There are two broad approaches parametric modeling:

• variational geometry
• parametric geometry

Sorry for the dual usage of parametric, but the terminology in this field resulted from an ad hoc process.

In general, the term parametric geometry refers to a 1-way evaluation of parametric relationships, much like a spreadsheet. On the other hand, the relationships in variational geometry models can be bi-directional. Variational geometry solvers are typically nonlinear, simultaneous equation solvers. The underlying mathematics suggests that variational geometry is more general and powerful, but in practice it is the command set in CAD systems that really controls modeling generality and power.

How to Control Geometry

The idea behind parametric modeling is that CAD users may want to adjust model dimensions, for example to explore the effects of different feature sizes, without recreating model geometry. In fact, parametric modeling enables a new CAD model construction methodology. But let's start at the beginning.

Parametric modeling utilizes several different types of primitive elements, basically dimensions, datums, and constraints.

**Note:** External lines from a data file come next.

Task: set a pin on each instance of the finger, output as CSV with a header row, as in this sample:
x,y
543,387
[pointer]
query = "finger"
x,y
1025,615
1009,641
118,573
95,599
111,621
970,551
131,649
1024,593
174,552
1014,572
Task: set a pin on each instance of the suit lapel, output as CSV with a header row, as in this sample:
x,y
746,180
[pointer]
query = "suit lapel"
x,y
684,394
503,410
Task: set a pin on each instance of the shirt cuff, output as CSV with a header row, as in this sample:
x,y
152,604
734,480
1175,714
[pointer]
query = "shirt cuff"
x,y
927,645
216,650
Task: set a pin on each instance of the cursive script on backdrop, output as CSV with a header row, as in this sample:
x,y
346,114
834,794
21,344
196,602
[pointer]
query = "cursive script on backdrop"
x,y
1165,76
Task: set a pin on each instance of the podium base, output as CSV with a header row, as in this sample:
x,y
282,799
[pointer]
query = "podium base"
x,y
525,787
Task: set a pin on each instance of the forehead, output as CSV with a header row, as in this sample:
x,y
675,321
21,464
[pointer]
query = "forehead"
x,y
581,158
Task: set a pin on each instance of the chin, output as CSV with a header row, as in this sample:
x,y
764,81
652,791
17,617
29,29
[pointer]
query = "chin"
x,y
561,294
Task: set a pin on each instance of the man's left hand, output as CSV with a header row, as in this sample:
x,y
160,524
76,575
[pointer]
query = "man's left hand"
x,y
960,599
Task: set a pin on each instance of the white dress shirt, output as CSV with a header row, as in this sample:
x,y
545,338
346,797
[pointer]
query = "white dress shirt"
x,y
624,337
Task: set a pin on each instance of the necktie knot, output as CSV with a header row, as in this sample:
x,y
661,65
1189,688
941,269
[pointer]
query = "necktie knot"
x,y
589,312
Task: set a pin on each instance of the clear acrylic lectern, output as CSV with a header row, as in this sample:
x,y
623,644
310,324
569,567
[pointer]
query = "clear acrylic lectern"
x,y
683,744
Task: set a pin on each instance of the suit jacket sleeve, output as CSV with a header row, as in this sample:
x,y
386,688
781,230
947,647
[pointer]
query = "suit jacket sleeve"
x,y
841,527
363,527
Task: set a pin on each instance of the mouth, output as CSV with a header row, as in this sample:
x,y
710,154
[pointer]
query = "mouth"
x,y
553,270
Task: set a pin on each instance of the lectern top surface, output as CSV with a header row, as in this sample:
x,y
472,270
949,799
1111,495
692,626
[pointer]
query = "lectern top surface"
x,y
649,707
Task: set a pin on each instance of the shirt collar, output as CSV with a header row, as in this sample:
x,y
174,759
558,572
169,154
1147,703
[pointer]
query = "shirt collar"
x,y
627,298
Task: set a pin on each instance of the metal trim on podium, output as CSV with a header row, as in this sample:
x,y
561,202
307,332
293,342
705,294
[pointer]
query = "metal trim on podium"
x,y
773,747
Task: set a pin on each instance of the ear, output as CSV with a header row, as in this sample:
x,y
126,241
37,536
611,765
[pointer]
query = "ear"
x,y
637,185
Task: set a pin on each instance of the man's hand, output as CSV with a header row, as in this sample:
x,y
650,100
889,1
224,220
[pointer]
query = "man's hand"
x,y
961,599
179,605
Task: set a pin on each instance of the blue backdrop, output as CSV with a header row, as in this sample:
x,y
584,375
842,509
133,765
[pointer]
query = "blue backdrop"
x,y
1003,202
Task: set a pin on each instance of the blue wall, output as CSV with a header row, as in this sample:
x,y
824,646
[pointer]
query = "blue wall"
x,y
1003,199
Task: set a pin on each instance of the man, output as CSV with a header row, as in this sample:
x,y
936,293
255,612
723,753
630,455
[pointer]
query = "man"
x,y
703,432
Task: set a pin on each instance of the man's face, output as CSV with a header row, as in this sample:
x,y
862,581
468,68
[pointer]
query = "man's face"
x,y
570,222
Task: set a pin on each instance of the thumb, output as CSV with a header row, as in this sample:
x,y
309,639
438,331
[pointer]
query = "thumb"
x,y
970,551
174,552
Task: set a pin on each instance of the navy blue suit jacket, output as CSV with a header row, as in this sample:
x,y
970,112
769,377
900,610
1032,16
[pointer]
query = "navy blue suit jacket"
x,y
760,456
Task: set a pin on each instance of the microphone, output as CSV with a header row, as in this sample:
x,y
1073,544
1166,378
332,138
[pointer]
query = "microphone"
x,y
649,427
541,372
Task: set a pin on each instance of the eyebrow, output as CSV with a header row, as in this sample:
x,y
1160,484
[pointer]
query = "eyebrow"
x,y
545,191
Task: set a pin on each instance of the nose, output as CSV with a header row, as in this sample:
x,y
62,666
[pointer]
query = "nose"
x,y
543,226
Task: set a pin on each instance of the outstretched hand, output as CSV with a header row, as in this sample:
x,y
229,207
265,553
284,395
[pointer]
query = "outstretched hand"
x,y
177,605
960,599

• Dimensions can be linear and angular.
• Datums. Different CAD systems provide various types of datums, but typically datum planes and datum coordinate systems are provided. Datum lines and points are also possible. Generally, datums are coordinate systems, or parts of coordinate systems, that are used to control other coordinate systems or geometric entities.
• Constraints can be geometric or algebraic relationships that the designer wants to impose on the geometry of CAD models. For example, typical geometric constraints are parallel, perpendicular, offset, tangent, and alignments. These constraints can be applied to many different types of geometric entities, such as lines, planes, and surfaces. Alignments are used to constrain parts relative to one another when constructing assembly models. Algebraic constraints are equations that the designer adds to ensure that features sizes meet design requirements. For example, a part cross-section may have to be a certain area.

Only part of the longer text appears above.